The death of a loved one can be sudden and shocking, or the inevitable result of a long decline. Either way, those that remain find themselves tasked with the immediate details of death, such as preparing the body for burial, procuring a coffin, arranging a viewing and/or funeral, finding a burial site, and digging a grave. The sexton of the town or church in which the burial took place often did this last task of grave digging. Yet, in Deerfield, there was another option.
Arad Munn (1772-1866) was a carpenter and cartwright with a house and shop across the street from the Laurel Hill Cemetery. He purchased this property in 1815 and lived there until his death in 1866. Probably because of his proximity to the cemetery, Arad became an in-demand gravedigger in the 1820s. Looking through probate inventories for Deerfield residents during the period Arad Munn lived across from the cemetery, his name comes up eight times between 1814 and 1829 for grave digging. This is in contrast to Isaac Ball (1778-1852) the town sexton, whose name only appears twice in probate records for digging graves, in the 1830s. Many probate records do not include a specific name for grave digging, or it is included under the generic term “funeral expenses.”
Of the eight graves Arad dug, six were in Laurel Hill, one was in the Albany Road Cemetery, and one grave’s location is unknown. Graves dug in South Deerfield, West Deerfield or other places employed nearby gravediggers. Both of Isaac Ball’s graves were in Laurel Hill. Isaac, like Arad, lived right next to cemetery. Clearly, location was key to grave digging.
At the peak of Arad’s grave digging days, he was in his fifties, with a wife and eight children to support. Being a carpenter and cartwright, he was no stranger to physical labor, and probably strong and fit, and able to dig graves. The appeal of the job was likely the chance to make some extra money for his family. The gravedigger was usually guaranteed payment for his services, as probate records indicate that gravediggers, coffin makers, doctors caring for the last illness, and others involved at the end of life are paid in full by the estate, regardless of insolvency, while other creditors take their chances on being paid. Arad generally charged $1.50 for his services, with higher prices for winter burials (up to $3.50) which presumably involve more time and effort. Averaging out his charges for the eight graves, he was paid $2.00 per grave. An inflation calculator puts that $2.00 of 1827 (the year he did the most burials) at $58.41 in 2022 money.

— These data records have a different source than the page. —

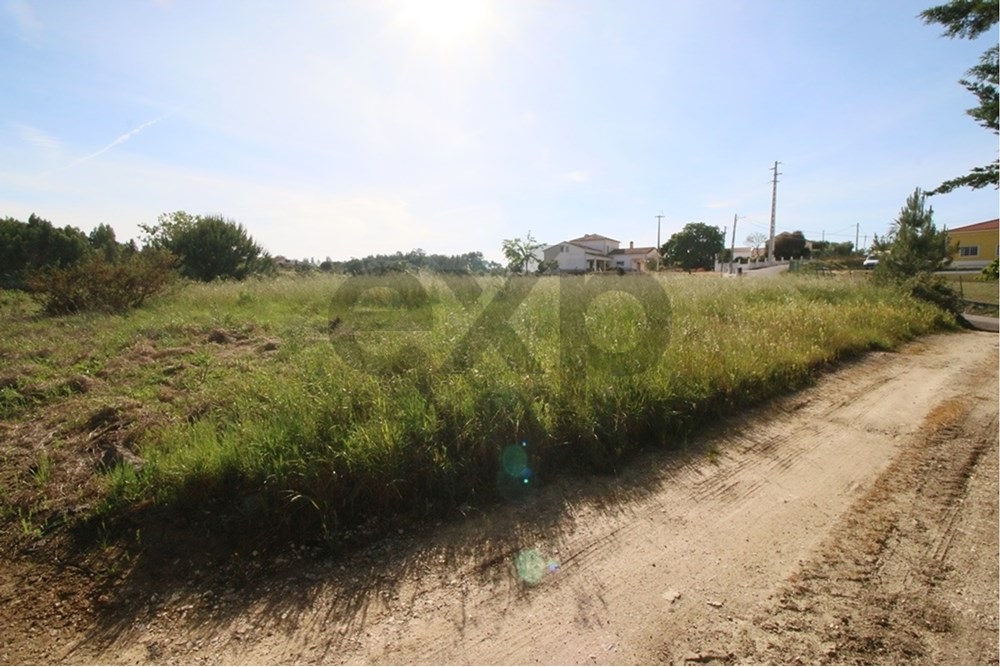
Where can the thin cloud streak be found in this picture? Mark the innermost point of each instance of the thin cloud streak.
(117, 142)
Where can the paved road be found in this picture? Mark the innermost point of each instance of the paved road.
(983, 323)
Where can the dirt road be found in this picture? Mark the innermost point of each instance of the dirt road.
(855, 521)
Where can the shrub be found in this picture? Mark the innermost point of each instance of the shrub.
(96, 284)
(935, 290)
(991, 272)
(208, 247)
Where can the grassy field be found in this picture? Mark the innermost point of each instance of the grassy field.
(325, 402)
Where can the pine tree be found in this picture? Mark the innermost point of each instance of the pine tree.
(917, 245)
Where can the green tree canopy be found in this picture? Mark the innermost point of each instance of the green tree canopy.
(208, 247)
(520, 253)
(914, 245)
(694, 247)
(790, 245)
(970, 19)
(36, 245)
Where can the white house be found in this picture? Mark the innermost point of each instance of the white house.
(594, 252)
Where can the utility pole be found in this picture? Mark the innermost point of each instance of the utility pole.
(659, 259)
(732, 245)
(774, 203)
(722, 265)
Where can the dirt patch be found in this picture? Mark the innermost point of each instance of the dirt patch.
(855, 521)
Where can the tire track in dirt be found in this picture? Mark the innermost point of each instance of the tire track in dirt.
(711, 554)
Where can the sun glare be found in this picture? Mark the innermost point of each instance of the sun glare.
(445, 22)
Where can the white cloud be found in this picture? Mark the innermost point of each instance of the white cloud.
(24, 17)
(119, 140)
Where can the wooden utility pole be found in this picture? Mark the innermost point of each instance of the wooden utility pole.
(659, 260)
(732, 244)
(774, 204)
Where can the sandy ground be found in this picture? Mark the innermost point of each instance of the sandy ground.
(853, 522)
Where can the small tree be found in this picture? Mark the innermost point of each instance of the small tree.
(520, 253)
(916, 245)
(208, 247)
(756, 240)
(790, 245)
(694, 247)
(915, 249)
(970, 19)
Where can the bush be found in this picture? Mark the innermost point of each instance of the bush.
(208, 247)
(935, 290)
(96, 284)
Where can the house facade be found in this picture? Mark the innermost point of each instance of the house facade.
(974, 246)
(593, 252)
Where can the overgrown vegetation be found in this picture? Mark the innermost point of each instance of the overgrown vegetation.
(913, 250)
(99, 284)
(208, 247)
(316, 403)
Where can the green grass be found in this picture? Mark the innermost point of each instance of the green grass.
(972, 288)
(415, 398)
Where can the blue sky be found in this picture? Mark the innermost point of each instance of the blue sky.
(346, 128)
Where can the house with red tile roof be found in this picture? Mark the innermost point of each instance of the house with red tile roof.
(974, 246)
(593, 252)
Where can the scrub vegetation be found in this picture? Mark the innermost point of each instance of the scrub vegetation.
(326, 402)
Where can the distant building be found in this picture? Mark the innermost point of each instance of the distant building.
(974, 246)
(594, 252)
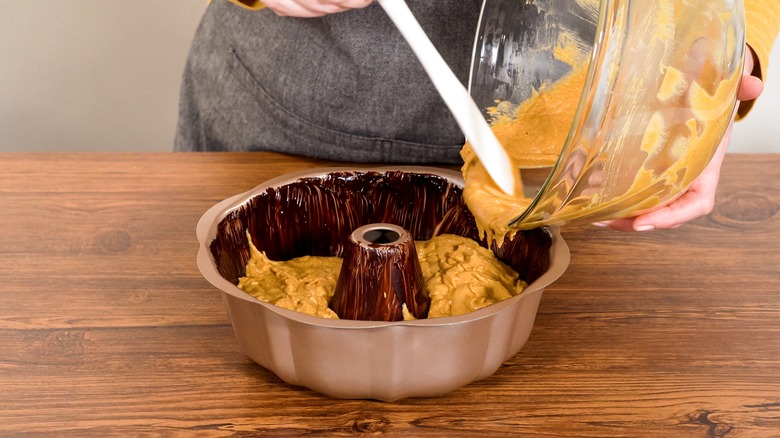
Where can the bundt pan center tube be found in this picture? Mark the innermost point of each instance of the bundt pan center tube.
(314, 213)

A search of the Internet suggests that it takes between eight and twelve hours to dig a grave alone with only hand tools, depending on the soil type. Assuming this is true, Arad would have spent most of his day digging the grave for what would be very low pay. In each probate record, only one person is listed as digging the grave, but it is possible that Arad and the other gravediggers had help. In the 1820s, Arad had two teenage sons, Osburn and Philo. While the oldest, Osburn, was only five years old when Arad dug his first grave, he was twelve when Arad began to dig graves regularly. The last recorded grave dug by Arad was in 1829, when Osburn was twenty, and Philo, the next oldest son, was sixteen. It seems likely one or both boys would have helped their father dig, and cut down on the hours of work for the job. The Internet suggests that with help, usually one or two other people, digging a grave takes only four to six hours.
Arad’s side job was a result of location and shrewdness. His convenient location next the cemetery gave him the opportunity to dig the graves. His business skills had Arad charging around a $1.50 for the service, while Isaac Ball, the sexton, was charging $3.00 per grave. Arad knew how to make the most of his opportunities.
 Susan McGowan and Amelia F. Miller, Family & Landscape: Deerfield Homelots from 1671 (Deerfield, MA: Pocumtuck Valley Memorial Association, 1996), p. 127.
 The eight graves Arad dug were John Bardwell in 1814; Zadock Hawks in 1821; William Barnard in 1822; Elizabeth Bardwell, Henry Bardwell, Allen Smith and Joseph Stebbins in 1827; and Cephas Hoyt in 1829.
 McGowan and Miller, Family & Landscape, p. 137.
The grave of Arad Munn
Grave of Henry Bardwell, dug by Arad Munn.
Grave of Allen Smith, dug by Arad Munn.